HYBRID OSR VARIETIES ARE STILL WORTH A LOOK

HYBRID OSR VARIETIES ARE STILL WORTH A LOOK


DON’T WRITE off hybrid oilseed rape varieties, urges NK Seeds’s Nigel Padbury.


His message comes as Dalgety estimates that winter hybrids, which accounted for nearly one-fifth of national sowings in 2000, represent less than 10% of this season’s crop.


 None of the candidates up for HGCA 2005 recommendation next month are hybrids. “Hybrid varieties are looking decidedly tired in performance terms compared with the current generation of high yielding and easier-to-manage conventionals,” says Dalgety”s Barry Barker.


The firm”s estimates include both certified and farm-saved seed sowings, he says.

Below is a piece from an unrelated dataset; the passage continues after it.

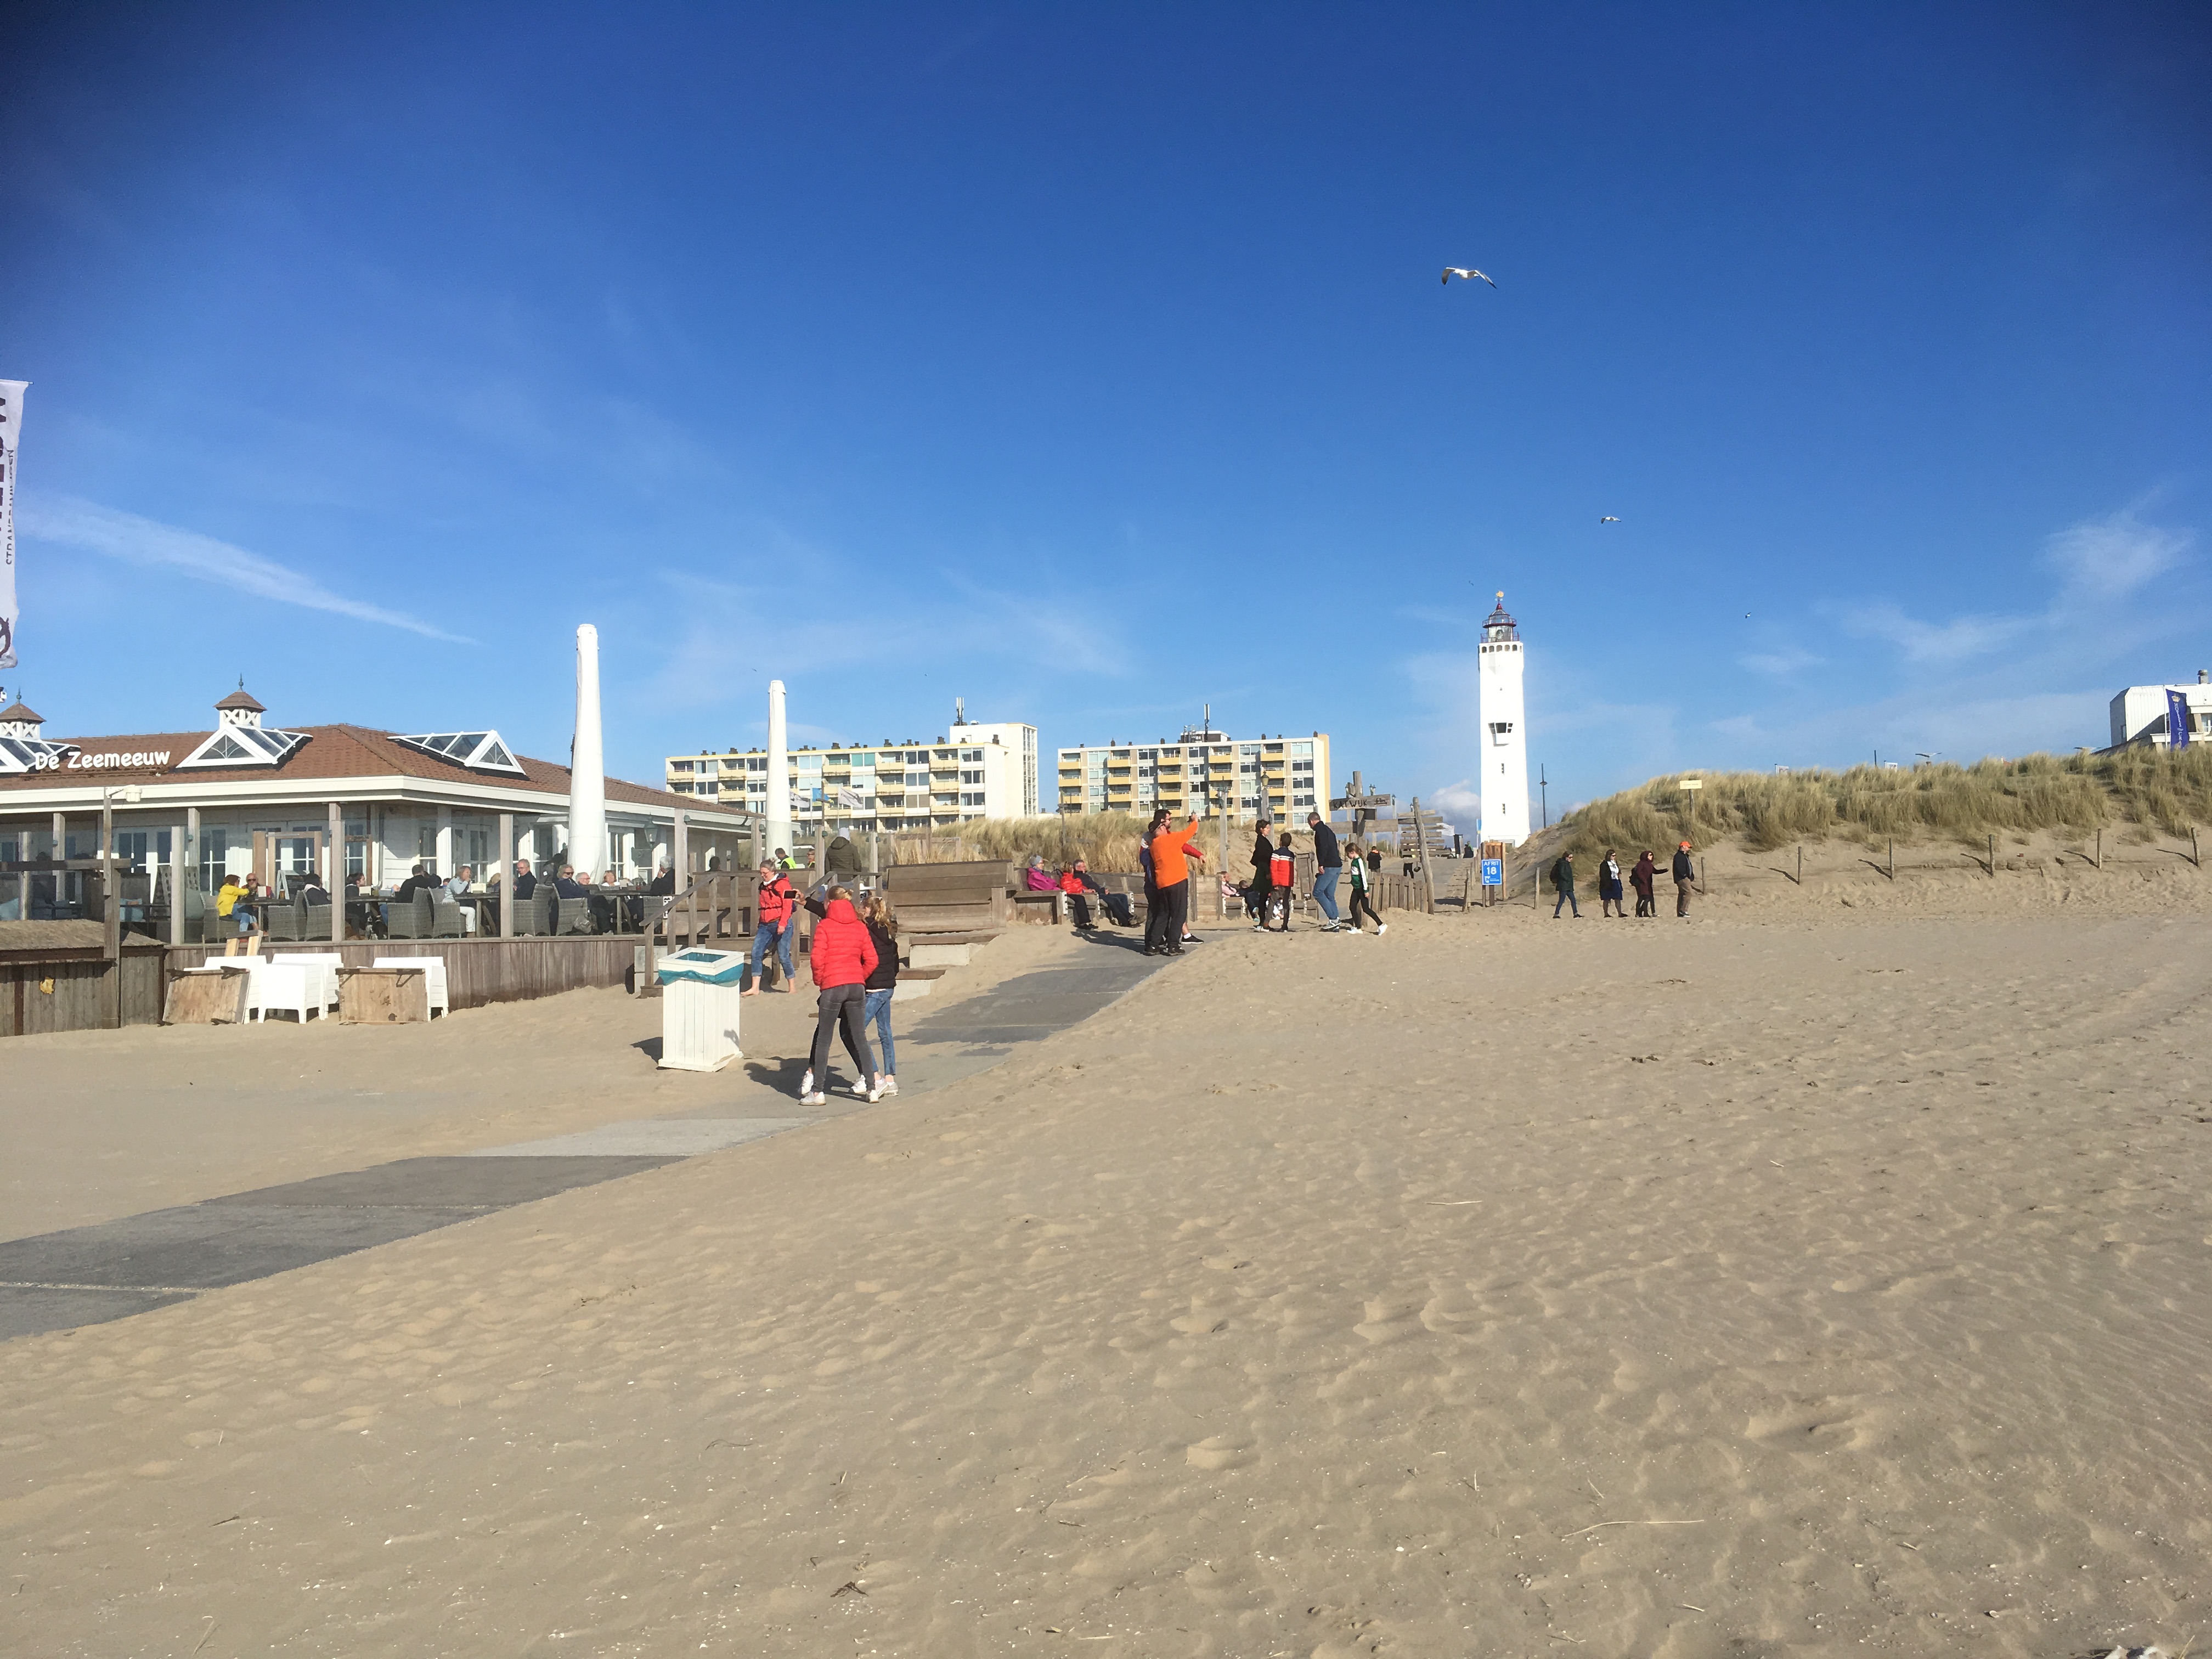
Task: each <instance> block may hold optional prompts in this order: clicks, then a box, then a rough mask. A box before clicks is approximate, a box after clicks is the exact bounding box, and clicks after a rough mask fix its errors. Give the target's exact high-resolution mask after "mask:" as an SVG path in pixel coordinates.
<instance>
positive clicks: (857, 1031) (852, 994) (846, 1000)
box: [807, 984, 876, 1088]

Alongside conventional variety Winner, which leads the market with a 29% share, so-called low biomass types like Caracas and newcomers Castille and Lioness have steadily eaten into the hybrids” share.


But there is still a place for hybrids like Royal and Toccata, especially in the north, where their vigour in countering adverse conditions attracts a core of enthusiastic growers, says Mr Padbury.


“We’ve had growers doing up to 5.9t/ha with Royal.”


The 2003 summer drought unfairly penalised hybrids, preventing them from fulfilling their potential, he believes. “Vigour can’t overcome lack of water. But one dry summer won’t kill them off.”


Mr Barker says new genetics are required. “What hybrids really need is an injection of fresh, high performance, high reliability blood.” That could be around the corner in Excalibur, a Monsanto hybrid which entered Recommended List trials this season, he suggests. “On limited trials data to date, it yields 7-8% more than Winner and is shorter.”